In the management of haemorrhage, it is important to apply the standard precautions. As a general principle, applying sustained pressure on or around the wound directly or indirectly is useful in controlling external bleeding in emergencies. In addition, you should elevate the bleeding part and restrict movements to minimize further bleeding. Immobilization of the wounded part reduces further injury and destruction of blood vessels. It is also important to advise the victim to remain at still and avoid movements that could exacerbate the bleeding. You should administer pain medication if available to promote the patient’s calmness during the period of transfer to the hospital for advanced care. In addition, administration of intravenous fluids to maintain circulation and continuous monitoring of the vital signs is useful in detecting any signs of circulatory collapse.

  1. Stage of hypovolaemic shock the patient is presenting with

  1. Five (5) principles of managing an amputated part

In the first place, you should apply aseptic techniques when handling a patient with an amputation to prevent introduction of infections. Secondly, the amputation site should be monitored for bleeding to prevent hypovolemia. In addition, fluid therapy to replenish any lost blood volume is essential to maintain circulatory functions. The patient should be provided with a diet rich in proteins to promote healing. Repositioning the client every two hours is essential to prevent additional complications. In case, the patient has a drain in situ, it should be monitored and recordings of the drainage evaluated

  1. Five potential problems that this patient is at risk of developing

Infection: This occurs when microbes gain access to the wound site causing an infection. They may also travel into the blood stream leading to septicemia

Pneumonia: This occurs mainly due ineffective airway clearance associated with poor positioning following an amputation

Circulatory collapse: Continuous blood loss without fluid therapy leads to hypovolemia that causes circulatory collapse.

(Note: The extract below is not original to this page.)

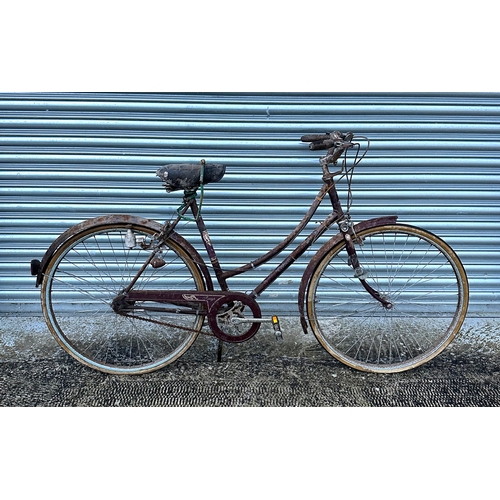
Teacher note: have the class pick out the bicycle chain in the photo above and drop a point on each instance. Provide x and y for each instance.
(164, 323)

Embolism: Fragments of adipose tissue or air molecules may enter the blood stream from the fracture site and migrate to smaller vessels causing occlusion that may be fatal.

Deep vein thrombosis: Thrombus formation may occur in the deep veins leading to swelling, pain, engorgement of superficial veins, redness, and warmness.

Stump and phantom limb pain: This is where the patient experiences pain sensations from an amputated limb. This pain is imaginary and may range from mild to severe pain.

  1. Golden Period”

This is the period of time that is considered best for fitting prosthetics on a fractured limb in most cases within the first thirty days following a fracture.